Zode IV : la mer, horizon des possibles

Eva Nielsen paints with strength and conviction, she makes her large canvases her favourite terrain of expression, favouring line, collage, urban, material, and composes vast landscapes. Her semi-abstract paintings describe a world close to science fiction, utopian, with invasive monoliths.

Trained at the Beaux-Arts de Paris (2009) with a passage through Central Saint Martins, London (2008), Eva Nielsen walks the asphalt of her native suburbs, camera and notebook as fellow travellers, curious about these peripheral landscapes and transition zones.

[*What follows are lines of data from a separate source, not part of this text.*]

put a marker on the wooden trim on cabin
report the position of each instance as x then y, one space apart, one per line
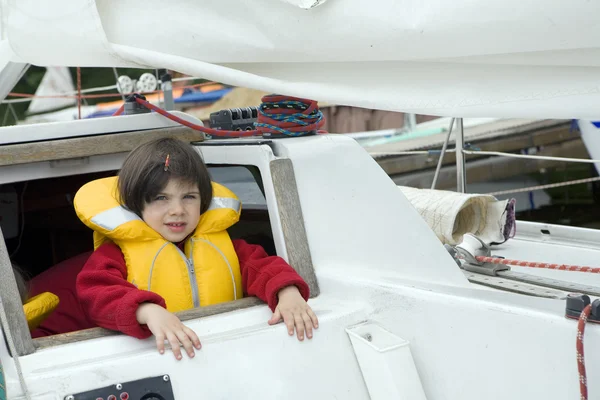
94 333
292 222
87 146
10 302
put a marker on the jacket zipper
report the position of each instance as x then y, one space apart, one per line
226 262
189 262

She creates a visual and memorial archive from which she draws to recompose new horizons. The question of line and strata taps the artist, as it does with many painters who tirelessly question themselves about infinity. In her luggage she collects small elements of the geography of cities, from a lock to a piece of wire mesh, to blocks of cement.

With silk-screen printing in particular, grain dominates in her painting which alternates with transparency and successive unveilings. Pictorialism is not far away, neither is street art. Eva Nielsen fragments reality, thus recomposing several strata of history and time. Sedimentation and stacking follow one another.
Large territories attract her. For Zode IV: la mer, horizon des possibles (Zode IV : the sea, horizon of possibilities), Iceland may have inspired the painter. Belonging to a series of eight large canvases, named after mysterious tales (Zanak, Laminac…), this seascape, in brushed oil and diluted with ink, is revealed under a screen-printed grid that encloses the painting. A window, however, offers a liberating breakthrough on the whole.

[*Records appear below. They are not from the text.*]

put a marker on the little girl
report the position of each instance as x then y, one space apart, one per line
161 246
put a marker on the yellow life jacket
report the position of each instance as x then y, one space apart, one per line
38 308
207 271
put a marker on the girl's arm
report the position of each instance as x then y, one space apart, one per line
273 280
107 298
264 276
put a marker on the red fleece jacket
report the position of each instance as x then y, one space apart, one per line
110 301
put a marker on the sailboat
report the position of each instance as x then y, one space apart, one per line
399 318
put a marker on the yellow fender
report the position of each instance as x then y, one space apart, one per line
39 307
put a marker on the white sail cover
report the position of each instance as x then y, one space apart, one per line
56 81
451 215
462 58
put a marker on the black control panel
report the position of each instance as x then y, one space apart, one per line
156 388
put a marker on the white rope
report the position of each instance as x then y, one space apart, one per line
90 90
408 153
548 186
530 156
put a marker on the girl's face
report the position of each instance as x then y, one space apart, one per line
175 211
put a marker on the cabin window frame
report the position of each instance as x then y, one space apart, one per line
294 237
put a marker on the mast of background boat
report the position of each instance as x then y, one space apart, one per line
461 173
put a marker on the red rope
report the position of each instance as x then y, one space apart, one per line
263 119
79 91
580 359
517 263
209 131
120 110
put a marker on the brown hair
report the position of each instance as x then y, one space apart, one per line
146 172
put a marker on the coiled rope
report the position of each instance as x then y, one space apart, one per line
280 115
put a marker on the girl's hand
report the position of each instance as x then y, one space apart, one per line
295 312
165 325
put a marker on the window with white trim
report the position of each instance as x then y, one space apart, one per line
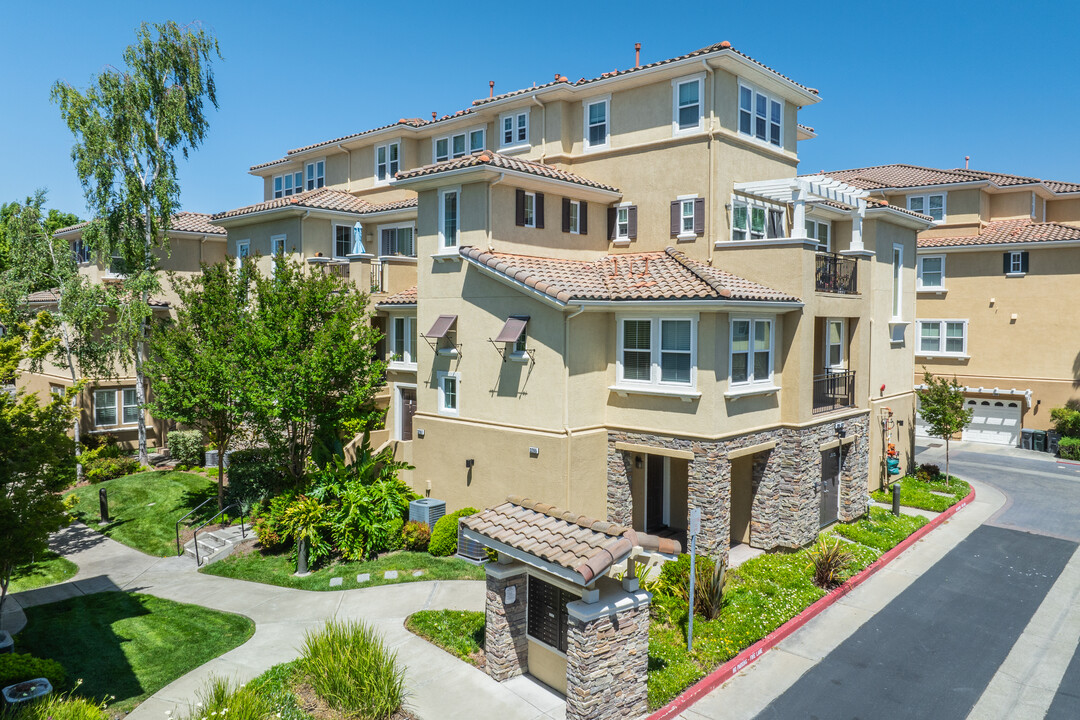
596 132
657 352
751 351
387 161
448 392
448 220
514 130
288 184
760 116
943 337
687 100
931 272
315 174
932 205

The decors and materials are hybrid, concrete and nature meet in a kind of visual escape. The sea appears here both as a projection and the suggestion of an elsewhere.

Eva Nielsen

Born in 1983, in France.
Lives and works in Paris (France).

Graduated from the Beaux-Arts de Paris (2009). Winner in 2008 of a Socrates scholarship that enabled her to study at Central Saint Martins in London, she won the Friends of Fine Arts/Thaddaeus Ropac Prize (2009), the Art Collector Prize (2014), and has since participated in several collective exhibitions in France and abroad: Mac Val, MMOMA (Moscow), Saint Andrew’s Abbey (Meymac), Kunsthal Charlottenborg (Copenhagen), Plymouth University, The Cabin (Los Angeles). His work has also been presented in monographic exhibitions in Paris (Jousse Entreprise), London (Selma Feriani) and Istanbul (The Pill).